Suppose you draw $n$ samples from a uniform distribution where $X$ is from $(-100,100)$
Call your samples $X_1, X_2, . . . X_n$.
Next you draw one more sample, call it $X_0$. Then you start comparing $X_0$ to each of the $X_1, X_2, … X_n$ in turn, stopping only when $X_0 > X_i, 0 < i \leq n$
The expected value of $i$, as $n \rightarrow \infty$ is apparently $\infty$. I can't wrap my head around this counterintuitive result, and I would appreciate an explanation.

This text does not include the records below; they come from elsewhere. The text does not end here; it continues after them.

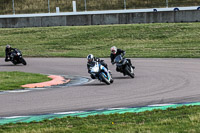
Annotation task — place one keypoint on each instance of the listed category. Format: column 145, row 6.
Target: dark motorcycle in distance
column 16, row 57
column 124, row 66
column 100, row 72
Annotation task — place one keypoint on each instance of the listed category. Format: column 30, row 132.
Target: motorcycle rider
column 8, row 52
column 91, row 59
column 115, row 52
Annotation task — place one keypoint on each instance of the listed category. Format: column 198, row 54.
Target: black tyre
column 128, row 71
column 23, row 61
column 15, row 63
column 104, row 79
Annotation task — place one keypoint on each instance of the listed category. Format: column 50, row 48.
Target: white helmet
column 7, row 46
column 90, row 57
column 113, row 50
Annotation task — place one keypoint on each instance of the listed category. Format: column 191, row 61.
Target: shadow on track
column 122, row 77
column 10, row 65
column 94, row 84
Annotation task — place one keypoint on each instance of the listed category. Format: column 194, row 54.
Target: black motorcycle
column 124, row 66
column 16, row 57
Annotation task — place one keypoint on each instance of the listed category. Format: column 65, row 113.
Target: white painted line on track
column 158, row 105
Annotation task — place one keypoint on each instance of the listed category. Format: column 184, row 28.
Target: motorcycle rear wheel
column 132, row 75
column 104, row 79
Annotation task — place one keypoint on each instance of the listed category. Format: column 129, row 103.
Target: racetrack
column 157, row 81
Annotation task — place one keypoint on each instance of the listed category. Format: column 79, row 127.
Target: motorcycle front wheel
column 23, row 61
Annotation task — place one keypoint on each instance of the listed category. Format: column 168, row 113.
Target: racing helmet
column 7, row 46
column 113, row 50
column 90, row 57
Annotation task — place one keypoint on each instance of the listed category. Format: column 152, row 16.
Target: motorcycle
column 16, row 57
column 124, row 66
column 100, row 72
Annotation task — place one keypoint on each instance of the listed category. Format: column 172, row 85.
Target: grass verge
column 14, row 80
column 181, row 119
column 160, row 40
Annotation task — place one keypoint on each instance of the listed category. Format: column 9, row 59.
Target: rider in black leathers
column 91, row 59
column 115, row 52
column 8, row 52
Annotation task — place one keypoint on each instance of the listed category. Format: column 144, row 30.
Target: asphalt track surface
column 157, row 81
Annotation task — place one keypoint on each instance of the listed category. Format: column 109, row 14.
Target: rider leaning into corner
column 92, row 59
column 115, row 52
column 8, row 52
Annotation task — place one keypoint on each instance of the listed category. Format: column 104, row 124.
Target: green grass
column 139, row 40
column 174, row 120
column 41, row 6
column 14, row 80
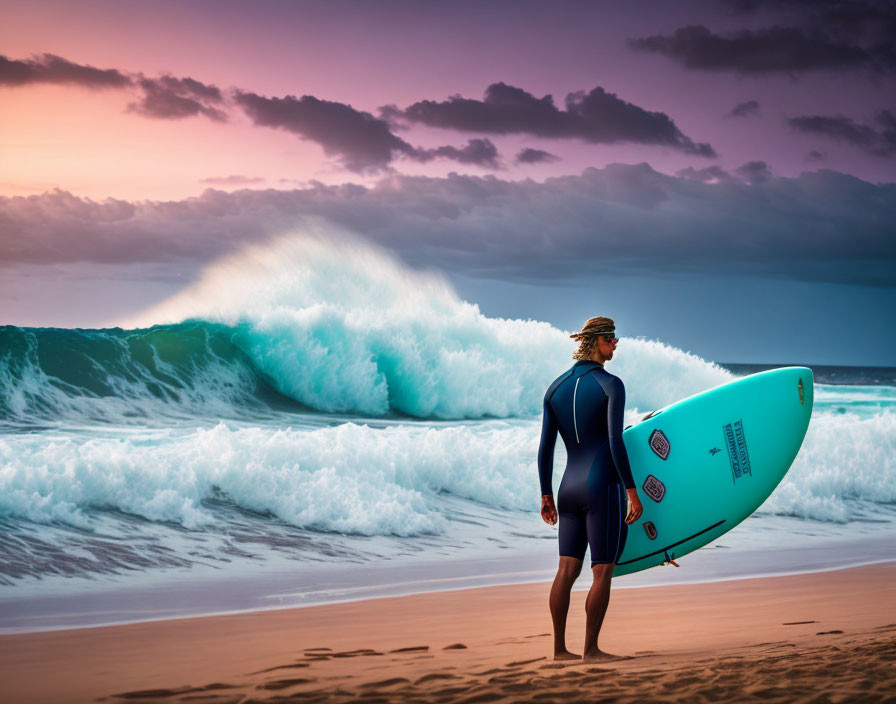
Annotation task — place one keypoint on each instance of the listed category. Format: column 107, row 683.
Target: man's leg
column 595, row 609
column 569, row 569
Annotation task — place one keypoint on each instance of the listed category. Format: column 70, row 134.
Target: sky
column 718, row 175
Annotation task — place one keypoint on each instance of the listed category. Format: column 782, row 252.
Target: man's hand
column 548, row 510
column 634, row 506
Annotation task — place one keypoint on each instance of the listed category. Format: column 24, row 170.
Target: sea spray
column 305, row 322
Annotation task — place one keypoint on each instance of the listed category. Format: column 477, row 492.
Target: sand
column 821, row 637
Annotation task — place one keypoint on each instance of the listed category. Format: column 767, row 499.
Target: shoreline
column 580, row 585
column 398, row 648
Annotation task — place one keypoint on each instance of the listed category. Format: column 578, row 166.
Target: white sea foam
column 357, row 479
column 341, row 326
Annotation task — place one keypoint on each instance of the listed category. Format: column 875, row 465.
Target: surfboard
column 703, row 464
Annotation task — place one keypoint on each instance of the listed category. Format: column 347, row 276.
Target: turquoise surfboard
column 703, row 464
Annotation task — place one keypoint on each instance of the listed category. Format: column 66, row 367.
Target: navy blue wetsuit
column 585, row 404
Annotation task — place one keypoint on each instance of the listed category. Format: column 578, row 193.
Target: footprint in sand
column 386, row 683
column 283, row 684
column 163, row 693
column 524, row 662
column 282, row 667
column 433, row 676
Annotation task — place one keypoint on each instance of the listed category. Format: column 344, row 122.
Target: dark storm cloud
column 879, row 140
column 173, row 98
column 360, row 140
column 48, row 68
column 754, row 172
column 535, row 156
column 751, row 173
column 745, row 109
column 164, row 97
column 767, row 50
column 821, row 226
column 596, row 116
column 479, row 152
column 709, row 174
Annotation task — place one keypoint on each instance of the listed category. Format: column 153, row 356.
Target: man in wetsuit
column 597, row 499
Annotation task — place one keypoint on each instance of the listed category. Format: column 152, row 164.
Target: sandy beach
column 821, row 637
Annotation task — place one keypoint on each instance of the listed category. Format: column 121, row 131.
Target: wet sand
column 821, row 637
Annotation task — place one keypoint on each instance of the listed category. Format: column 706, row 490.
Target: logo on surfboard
column 659, row 443
column 654, row 488
column 737, row 449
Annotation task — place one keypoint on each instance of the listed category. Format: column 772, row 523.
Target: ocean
column 319, row 423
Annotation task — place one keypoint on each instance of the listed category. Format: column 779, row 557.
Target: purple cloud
column 171, row 98
column 596, row 116
column 746, row 109
column 48, row 68
column 535, row 156
column 505, row 229
column 768, row 50
column 878, row 141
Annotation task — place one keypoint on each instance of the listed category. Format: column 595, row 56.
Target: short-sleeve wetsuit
column 586, row 405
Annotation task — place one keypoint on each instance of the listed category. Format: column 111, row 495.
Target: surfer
column 597, row 499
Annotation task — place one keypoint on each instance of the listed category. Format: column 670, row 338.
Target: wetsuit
column 585, row 404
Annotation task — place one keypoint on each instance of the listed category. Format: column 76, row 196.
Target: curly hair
column 589, row 334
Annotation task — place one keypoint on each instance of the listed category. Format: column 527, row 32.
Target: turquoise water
column 352, row 414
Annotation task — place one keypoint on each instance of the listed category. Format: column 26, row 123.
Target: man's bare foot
column 601, row 656
column 566, row 655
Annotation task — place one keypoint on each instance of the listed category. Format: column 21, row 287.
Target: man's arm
column 546, row 449
column 615, row 419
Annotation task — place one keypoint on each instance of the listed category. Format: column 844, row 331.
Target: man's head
column 597, row 340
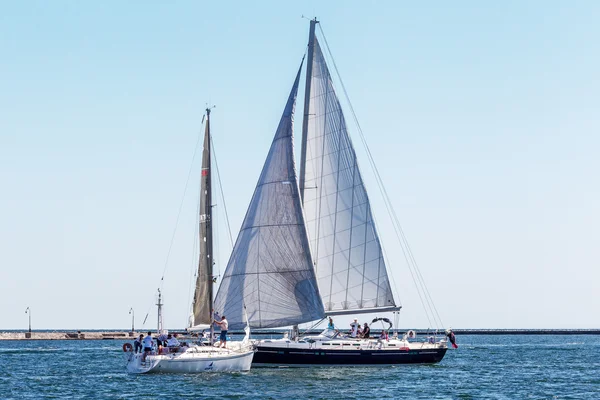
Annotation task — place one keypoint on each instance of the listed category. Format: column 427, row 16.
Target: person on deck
column 354, row 326
column 137, row 344
column 330, row 325
column 147, row 346
column 384, row 335
column 366, row 331
column 224, row 326
column 172, row 342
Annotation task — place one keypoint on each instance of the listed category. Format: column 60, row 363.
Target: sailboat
column 308, row 247
column 201, row 357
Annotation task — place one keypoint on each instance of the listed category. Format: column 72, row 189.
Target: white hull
column 198, row 359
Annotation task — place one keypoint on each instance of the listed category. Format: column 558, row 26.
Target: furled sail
column 349, row 263
column 270, row 270
column 204, row 288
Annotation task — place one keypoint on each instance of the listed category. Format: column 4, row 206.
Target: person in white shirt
column 147, row 345
column 224, row 326
column 172, row 341
column 354, row 326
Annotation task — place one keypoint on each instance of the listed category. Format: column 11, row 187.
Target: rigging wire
column 162, row 278
column 181, row 207
column 426, row 299
column 214, row 156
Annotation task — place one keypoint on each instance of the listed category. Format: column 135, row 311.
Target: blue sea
column 484, row 367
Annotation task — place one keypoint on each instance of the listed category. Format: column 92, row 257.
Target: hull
column 348, row 353
column 191, row 362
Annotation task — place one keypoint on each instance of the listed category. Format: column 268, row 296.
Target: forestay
column 270, row 270
column 349, row 263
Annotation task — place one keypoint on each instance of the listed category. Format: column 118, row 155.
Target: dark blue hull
column 276, row 356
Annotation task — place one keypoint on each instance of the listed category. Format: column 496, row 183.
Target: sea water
column 484, row 367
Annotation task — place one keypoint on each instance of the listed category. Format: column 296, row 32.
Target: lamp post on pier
column 132, row 319
column 28, row 311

I will suppose that $i=n$ if $X_0$ is not greater than any of the $X_k.$
Then $$ \mathrm E(i) = \mathrm P(i \geq 1) + \mathrm P(i \geq 2) + \cdots + \mathrm P(i \geq n). $$
Obviously $\mathrm P(i \geq 1)=1$, but $i \geq 2$ only if $X_0$ is the greater of the values $X_0,X_1$; either of these is equally likely to be greater, so $\mathrm P(i \geq 2)=\frac12.$ Similarly, $i \geq 3$ only if $X_0$ is the greatest of the three values $X_0,X_1,X_2$; any of these is equally likely to be the greatest in the list, so $\mathrm P(i \geq 3)=\frac13.$ In general, for $k \leq n,$ $i \geq k$ only if $X_0$ is the greatest of the $k$ values $X_0,X_1,\ldots,X_k$; any of these is equally likely to be the greatest in the list, so $\mathrm P(i \geq k)=\frac1k.$
In summary, $\mathrm E(i) = 1 + \frac12 + \frac13 + \ldots + \frac1n.$ Now let $n \to \infty.$
To prove that $\mathrm E(i) = \mathrm P(i \geq 1) + \mathrm P(i \geq 2) + \cdots + \mathrm P(i \geq n),$ one possible approach is to observe that $$ \mathrm P(i \geq k) = \mathrm P(i = 1) + \mathrm P(i = 2) + \cdots + \mathrm P(i = k), $$ break up all the terms of the sum this way, and recombine them to get $$\mathrm P(i = 1) + 2\mathrm P(i = 2) + \cdots + n\mathrm P(i = n).$$
Another way is to define $Z_k = 1$ if $i \geq k,$ $Z_k = 0$ otherwise, that is, $Z_k$ is an indicator variable saying whether we compared $X_0$ to $X_k$ (as opposed to stopping earlier). But since $i$ is just the number of comparisons we made, $i = Z_1 + Z_2 + \cdots + Z_n$ (adding $1$ for each $X_k$ that actually got compared and $0$ for each of the others), and by linearity of expectation, $$\mathrm E(i) = \mathrm E(Z_1) + \mathrm E(Z_2) + \cdots + \mathrm E(Z_n).$$
But $Z_k = 1$ if and only if $i \geq k,$ so $\mathrm E(Z_k) = \mathrm P(i \geq k),$ and the conclusion follows immediately.